PENSACOLA, FL — After soliciting endorsement from his colleagues last week to eradicate the Environmental Protection Agency, U.S. Rep. Matt Gaetz (R-Florida) has garnered support from a trio of congressmen in what he assures would translate to a smooth transition in oversight and regulations from the federal government to individual states.

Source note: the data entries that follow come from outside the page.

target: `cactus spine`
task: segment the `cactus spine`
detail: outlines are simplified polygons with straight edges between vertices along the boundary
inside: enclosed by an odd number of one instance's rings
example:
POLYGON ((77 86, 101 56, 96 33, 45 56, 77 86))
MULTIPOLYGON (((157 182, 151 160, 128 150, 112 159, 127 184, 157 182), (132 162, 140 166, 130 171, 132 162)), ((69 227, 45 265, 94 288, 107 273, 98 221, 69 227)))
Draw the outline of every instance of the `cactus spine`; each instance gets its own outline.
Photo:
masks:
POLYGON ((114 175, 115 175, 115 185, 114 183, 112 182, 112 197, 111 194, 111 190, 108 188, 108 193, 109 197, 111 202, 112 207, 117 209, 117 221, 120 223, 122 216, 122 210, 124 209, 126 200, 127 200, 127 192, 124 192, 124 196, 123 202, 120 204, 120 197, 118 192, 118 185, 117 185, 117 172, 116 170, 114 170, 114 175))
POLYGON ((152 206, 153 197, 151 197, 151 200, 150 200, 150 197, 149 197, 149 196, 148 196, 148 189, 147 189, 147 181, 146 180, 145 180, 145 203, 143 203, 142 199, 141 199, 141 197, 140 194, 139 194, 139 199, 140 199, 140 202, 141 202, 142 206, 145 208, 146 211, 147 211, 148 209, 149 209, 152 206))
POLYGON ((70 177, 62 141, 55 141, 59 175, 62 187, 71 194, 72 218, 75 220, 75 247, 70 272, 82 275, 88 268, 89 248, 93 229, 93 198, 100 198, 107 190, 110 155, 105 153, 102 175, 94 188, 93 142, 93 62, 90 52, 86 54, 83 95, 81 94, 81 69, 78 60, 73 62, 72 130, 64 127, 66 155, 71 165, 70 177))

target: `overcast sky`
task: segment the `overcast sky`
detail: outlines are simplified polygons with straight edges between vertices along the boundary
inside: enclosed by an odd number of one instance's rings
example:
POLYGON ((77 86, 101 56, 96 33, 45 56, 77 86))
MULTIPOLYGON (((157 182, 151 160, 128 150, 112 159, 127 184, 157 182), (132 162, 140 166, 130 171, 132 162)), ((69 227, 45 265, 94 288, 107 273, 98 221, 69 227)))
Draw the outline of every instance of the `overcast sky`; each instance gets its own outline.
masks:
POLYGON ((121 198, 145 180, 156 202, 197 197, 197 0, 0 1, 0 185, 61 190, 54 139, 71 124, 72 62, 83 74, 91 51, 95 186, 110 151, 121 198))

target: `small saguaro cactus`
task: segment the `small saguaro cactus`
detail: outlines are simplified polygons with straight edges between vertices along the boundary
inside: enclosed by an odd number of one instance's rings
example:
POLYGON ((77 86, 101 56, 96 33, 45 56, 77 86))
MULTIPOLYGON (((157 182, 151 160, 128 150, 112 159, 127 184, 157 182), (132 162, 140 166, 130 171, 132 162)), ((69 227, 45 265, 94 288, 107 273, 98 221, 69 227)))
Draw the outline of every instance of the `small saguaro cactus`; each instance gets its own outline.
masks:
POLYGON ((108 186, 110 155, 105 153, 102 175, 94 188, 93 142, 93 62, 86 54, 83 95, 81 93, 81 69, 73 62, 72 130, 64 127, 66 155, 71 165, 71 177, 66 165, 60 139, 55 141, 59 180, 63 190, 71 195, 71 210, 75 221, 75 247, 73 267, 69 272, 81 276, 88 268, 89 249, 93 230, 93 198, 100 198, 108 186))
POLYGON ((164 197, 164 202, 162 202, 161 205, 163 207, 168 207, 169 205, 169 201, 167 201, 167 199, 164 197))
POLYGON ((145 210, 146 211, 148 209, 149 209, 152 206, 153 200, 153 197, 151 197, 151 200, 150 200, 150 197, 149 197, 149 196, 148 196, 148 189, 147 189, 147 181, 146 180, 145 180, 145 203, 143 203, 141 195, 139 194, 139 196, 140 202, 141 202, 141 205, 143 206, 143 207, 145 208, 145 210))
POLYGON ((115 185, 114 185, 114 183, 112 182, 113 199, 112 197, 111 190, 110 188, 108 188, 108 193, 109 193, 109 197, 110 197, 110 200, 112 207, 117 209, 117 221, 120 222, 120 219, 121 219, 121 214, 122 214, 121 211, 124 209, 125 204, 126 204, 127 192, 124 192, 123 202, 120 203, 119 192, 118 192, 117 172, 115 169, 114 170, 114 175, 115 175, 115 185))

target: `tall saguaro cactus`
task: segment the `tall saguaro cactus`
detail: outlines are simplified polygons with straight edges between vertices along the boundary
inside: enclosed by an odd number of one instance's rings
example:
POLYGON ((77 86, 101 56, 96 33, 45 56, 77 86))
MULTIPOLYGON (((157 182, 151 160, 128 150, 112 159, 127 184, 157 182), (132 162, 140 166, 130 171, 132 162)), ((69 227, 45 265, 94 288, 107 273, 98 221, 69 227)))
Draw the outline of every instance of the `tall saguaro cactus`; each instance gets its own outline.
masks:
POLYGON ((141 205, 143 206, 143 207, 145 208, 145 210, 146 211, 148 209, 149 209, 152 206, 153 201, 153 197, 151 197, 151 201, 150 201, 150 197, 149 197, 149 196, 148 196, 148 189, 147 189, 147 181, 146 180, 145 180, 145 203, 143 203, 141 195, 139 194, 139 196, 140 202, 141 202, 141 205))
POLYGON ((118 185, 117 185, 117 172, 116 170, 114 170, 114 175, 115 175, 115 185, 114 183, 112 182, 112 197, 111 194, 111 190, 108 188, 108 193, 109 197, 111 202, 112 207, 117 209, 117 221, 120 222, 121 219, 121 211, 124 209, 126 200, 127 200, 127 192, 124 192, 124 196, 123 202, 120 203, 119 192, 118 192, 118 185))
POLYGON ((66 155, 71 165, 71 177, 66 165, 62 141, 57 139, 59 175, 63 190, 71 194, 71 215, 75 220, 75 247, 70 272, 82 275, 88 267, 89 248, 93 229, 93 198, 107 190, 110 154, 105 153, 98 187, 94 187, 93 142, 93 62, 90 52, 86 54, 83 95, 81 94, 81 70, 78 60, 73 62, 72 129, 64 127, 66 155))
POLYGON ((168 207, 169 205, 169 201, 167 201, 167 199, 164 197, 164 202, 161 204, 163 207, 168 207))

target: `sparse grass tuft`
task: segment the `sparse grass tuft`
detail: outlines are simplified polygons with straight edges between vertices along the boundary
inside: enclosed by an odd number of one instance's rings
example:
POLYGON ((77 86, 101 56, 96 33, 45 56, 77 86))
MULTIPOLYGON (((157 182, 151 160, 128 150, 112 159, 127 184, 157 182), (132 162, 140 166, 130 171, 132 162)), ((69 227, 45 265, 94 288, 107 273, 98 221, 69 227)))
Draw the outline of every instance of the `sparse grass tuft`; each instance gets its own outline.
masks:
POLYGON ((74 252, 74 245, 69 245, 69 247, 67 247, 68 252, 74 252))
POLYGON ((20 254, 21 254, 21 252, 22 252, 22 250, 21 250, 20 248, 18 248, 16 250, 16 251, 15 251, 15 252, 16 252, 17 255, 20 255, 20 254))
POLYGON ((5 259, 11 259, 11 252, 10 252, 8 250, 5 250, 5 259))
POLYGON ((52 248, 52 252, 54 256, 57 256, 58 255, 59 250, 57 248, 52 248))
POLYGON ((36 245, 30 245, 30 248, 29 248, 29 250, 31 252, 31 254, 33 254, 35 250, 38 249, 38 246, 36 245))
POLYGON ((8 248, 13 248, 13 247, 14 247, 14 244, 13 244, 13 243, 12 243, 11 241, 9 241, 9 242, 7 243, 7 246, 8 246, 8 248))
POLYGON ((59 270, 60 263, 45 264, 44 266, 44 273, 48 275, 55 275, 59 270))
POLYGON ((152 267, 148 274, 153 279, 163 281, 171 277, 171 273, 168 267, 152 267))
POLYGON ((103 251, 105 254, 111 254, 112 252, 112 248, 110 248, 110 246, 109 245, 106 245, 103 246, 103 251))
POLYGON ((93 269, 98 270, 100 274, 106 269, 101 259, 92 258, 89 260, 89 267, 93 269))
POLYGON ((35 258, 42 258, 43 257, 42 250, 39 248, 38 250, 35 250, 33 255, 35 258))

"When it was originally created, states and local communities didn’t have the technology or expertise to protect the environment," said Gaetz, who has targeted 2018 for when he hopes to see the agency disappear. "We’ve come a long way in the last 50 years. Time and again, I’ve seen constituents unknowingly subject themselves to the oppressive jurisdiction of the EPA by doing simple things."
Gaetz said Reps. Steven Palazzo, R-Mississippi, Thomas Massie, R-Kentucky, and Barry Loudermilk, R-Georgia, have agreed to co-sponsor a bill to the House Committee on Natural Resources to eliminate the agency. At that point, the committee's chairman, Rep. Rob Bishop, R-Utah, would decide if it would be put to a vote.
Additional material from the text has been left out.